Got a note this morning from Doug with promising news about urban chicken efforts in Waterloo, Ontario. The city staff have drafted a pro-chicken bylaw for council approval.

The highlights:
  • No roosters
  • Up to 10 hens per property
  • Property must have a detached dwelling, and the lot must be at least 12m x 20m (Roughly 40' x 65')
  • Chickens suspected of communicable diseases must be taken to the vet immediately.
Specifically, Schedule "D" for the By-Law on animal control has thirteen points to it, listed below. I'm most intrigued by the part of schedule related to communicable diseases (aka "bird flu" and the like), the final point in the list.
  1. No owner shall allow or permit his or her chicken to running at large
  2. No person shall keep a rooster except in an agricultural use within an agricultural zone as established by the Zoning By-law.
  3. The maximum number of chickens permitted on a lot shall be 10.
  4. All chicken coops shall be located only in the rear yard and must fully enclose the chickens and prevent them from escaping.
  5. The chicken coop shall be designed and constructed to ensure proper ventilation and sufficient space for the chickens and maintained in accordance with good animal husbandry and shall keep all vermin out.
  6. All dead chickens must be disposed of immediately and in any event, within 24 hours.
  7. There must be hygienic storage of and prompt removal of chicken feces.
  8. The chickens' food supply must be protected against vermin
  9. All lots housing chickens must have detached dwellings on them; a frontage of at least 12 meters; and a depth of at least 20 meters.
  10. The chicken coop shall be located at least 3 meters from the rear lot line of the lot on which the chicken coop is located.
  11. The chicken coop shall be located at least 3 meters from any side lot line of the lot on which the chicken coop is located.
  12. No person shall keep chickens unless registered with the Clerk or designate and upon paying the required fees and charges, as outlined in the City's Fee Guide.
  13. In the event the owner of chickens suspects they are infected with a communicable disease, the owner shall immediately consult a veterinarian licensed to practice in Ontario to diagnose the condition. If the diagnosis confirms that the chickens are infected with a communicable disease, the owner shall immediately notify the Regional Medical Officer of Health and comply with any direction which may be issued by the Regional Medical Officer of Health in this regard.
You can look at the entire meeting materials via a huge PDF indeed (it's 10Mb) posted at The relevant bits are on pp 172-173.
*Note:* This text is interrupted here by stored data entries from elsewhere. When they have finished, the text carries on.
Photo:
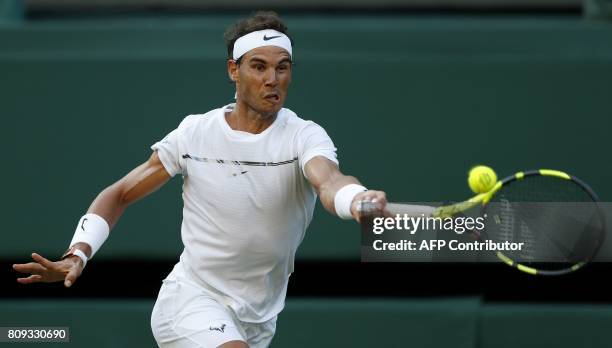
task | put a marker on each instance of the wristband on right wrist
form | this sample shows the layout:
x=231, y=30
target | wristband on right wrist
x=93, y=230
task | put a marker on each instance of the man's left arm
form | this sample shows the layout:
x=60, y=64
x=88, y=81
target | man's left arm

Thanks, Doug, for the heads up! Here's hoping the council approves it quickly.


Pam said...

Interesting! I'm trying to do the same thing in Arlington, MA. How big is Waterloo?

Thomas Kriese said...

Hi Pam,

Waterloo's population is about 97,000. See this post for more details + map:

Keep us informed on your efforts in Arlington and please let us know if there's any way we can help!

Bad Wolf said...


Bad news in Texas regarding backyard chickens.

Meanwhile another town in Oregon is asking for the ability to keep chickens and using their bigger sister city to the north (Portland) as a model (great question in the pic at the site).

Here's a bit of history on their efforts:
Salem Lays an Egg on Keeping Hens

Good piece on chickens and property values

Would you rather hear chickens or hungry peoples' stomachs?

3/9 -- CITY Round 2 at Salem City Council

With a great reason for having chickens (and gardens):
Nine (missed) meals away from anarchy


Turns out Corvallis, Oregon (which is close to Salem) has a Tour de Coops coming up this very Sunday. There's a very interesting, and sturdy looking coop which seems to be made out of hay bales in the picture at the site.

Thanks for being the keeper of the Urban Chicken news and updates!